Attenzione dunque ad analizzare la politica estera omanita con lenti occidentali; i tradizionali rapporti con gli USA non impediscono al Sultano di intrattenere relazioni bilaterali con Cina, Russia e Iran, un ensemble di incroci che portano a ritenere come ancora valida la direttrice politica improntata a neutralità e mediazione, fondamentale per consentire il rientro nella Lega Araba della Siria e nella ripresa dei rapporti tra Iran ed Egitto. Mentre rimangono tesi i rapporti con Israele, vincolati alla querelle palestinese, da sottolineare le poco spirituali liaison con il Vaticano. Da questo punto di vista, il non allineamento diviene ardito equilibrismo che deve tuttavia considerare il fluire sotterraneo di nuovi possibili disagi sociali che il Sultano non può non percepire. Assume dunque particolare valenza aver sostenuto da un lato l’indispensabilità di uno Stato palestinese, rimanendo, dall’altro, in un contesto che comunque prevede una soluzione a due soggetti politici e con il riconoscimento regionale di Israele; in fondo nulla di inedito per la politica estera di Muscat, incentrata sulla de-escalation. Stretto tra sunniti e sciiti, Qaboos è riuscito a consolidare l’immagine di un Paese affidabile attraverso un menage alternativo che ha trasformato le insidie in occasioni di elevazione politica multipolare; l’attività pro JCPOA, pro Yemen e nei colloqui tra Arabia Saudita e Iran, fa risaltare il ruolo intermediatorio di Muscat che ha cominciato ad assumere toni meno silenti e più assertivi anche nelle vicende Houthi nel mar Rosso, cosa che sta lentamente traghettando l’Oman verso un ruolo più pragmatico e interlocutorio.
Mediare sapendosi porre con equilibrio è un’abilità rara; si tratta di un’arte che si bilancia con il conflitto in cui ora Haitham deve sapersi proporre come political broker detentore di uno status che, basato su autorevolezza, credibilità e neutralità, porti a godere della fiducia delle parti.

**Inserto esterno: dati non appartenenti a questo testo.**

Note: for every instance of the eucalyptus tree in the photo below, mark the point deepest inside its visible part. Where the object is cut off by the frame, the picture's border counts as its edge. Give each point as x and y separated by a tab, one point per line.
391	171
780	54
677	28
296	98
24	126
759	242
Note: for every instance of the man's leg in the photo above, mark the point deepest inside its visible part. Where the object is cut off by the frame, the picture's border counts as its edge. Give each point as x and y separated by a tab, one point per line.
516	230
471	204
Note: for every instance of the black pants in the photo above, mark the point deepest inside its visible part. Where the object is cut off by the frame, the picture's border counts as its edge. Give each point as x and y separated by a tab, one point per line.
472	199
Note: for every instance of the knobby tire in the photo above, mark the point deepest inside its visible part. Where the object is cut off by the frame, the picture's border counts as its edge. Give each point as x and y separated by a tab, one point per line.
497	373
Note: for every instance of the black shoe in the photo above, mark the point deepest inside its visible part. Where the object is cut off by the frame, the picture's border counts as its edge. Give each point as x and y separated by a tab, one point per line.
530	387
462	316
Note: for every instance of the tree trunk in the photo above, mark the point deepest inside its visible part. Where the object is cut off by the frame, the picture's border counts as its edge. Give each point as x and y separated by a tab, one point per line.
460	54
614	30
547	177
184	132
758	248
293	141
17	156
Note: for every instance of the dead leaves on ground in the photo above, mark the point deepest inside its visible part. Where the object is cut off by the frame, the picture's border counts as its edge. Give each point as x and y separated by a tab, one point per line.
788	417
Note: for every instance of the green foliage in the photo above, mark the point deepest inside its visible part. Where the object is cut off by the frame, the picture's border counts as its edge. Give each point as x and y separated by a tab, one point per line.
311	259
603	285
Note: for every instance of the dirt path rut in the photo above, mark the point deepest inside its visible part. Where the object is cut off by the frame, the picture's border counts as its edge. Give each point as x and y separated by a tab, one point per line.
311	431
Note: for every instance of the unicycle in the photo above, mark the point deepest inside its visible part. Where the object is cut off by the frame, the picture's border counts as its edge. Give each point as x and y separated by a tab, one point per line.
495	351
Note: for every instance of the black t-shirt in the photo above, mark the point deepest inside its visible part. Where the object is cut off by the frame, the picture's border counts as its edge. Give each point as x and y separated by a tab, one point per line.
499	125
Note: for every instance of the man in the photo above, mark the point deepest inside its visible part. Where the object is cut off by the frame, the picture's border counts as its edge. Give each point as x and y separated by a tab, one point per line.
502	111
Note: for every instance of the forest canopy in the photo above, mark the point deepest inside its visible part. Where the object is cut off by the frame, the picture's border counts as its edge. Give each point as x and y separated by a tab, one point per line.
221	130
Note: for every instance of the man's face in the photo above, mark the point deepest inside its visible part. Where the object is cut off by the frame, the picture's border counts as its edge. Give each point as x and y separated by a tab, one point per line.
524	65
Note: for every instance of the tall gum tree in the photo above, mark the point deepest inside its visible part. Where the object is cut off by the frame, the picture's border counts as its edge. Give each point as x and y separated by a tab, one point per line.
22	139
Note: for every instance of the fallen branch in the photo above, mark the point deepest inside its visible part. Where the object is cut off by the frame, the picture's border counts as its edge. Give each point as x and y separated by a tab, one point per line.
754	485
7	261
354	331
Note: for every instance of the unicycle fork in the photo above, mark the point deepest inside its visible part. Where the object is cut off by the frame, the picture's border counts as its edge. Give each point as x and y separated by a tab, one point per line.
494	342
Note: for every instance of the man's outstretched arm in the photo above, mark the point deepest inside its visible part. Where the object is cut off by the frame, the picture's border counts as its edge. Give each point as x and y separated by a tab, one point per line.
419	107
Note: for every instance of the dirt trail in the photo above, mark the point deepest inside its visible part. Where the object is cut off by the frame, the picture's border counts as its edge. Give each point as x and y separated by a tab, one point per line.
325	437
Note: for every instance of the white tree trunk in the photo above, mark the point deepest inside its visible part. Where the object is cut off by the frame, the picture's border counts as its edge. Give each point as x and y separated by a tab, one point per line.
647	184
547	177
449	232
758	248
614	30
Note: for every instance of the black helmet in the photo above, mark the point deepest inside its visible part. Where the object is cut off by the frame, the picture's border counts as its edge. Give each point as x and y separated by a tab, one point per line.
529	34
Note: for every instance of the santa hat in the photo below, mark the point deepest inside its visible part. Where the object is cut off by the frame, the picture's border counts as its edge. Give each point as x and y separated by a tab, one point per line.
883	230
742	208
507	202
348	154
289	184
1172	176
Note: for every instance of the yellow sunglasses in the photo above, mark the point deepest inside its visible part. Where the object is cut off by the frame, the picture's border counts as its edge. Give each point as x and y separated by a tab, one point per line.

Negoziare non è cedere al rinunciatario compromesso, ma è una scienza non alla portata di chiunque; il fato dell’Oman, una sorta di Svizzera arabica, è molto più rilevante di quanto si possa immaginare, e richiede l’ascendente di un Sultano che compendi il realismo kissingeriano con la politica di un rinnovato Talleyrand, camaleontico, mentalmente aperto, capace di trasformare non allineamenti in plasmabili polarizzazioni puntate alla stabilità.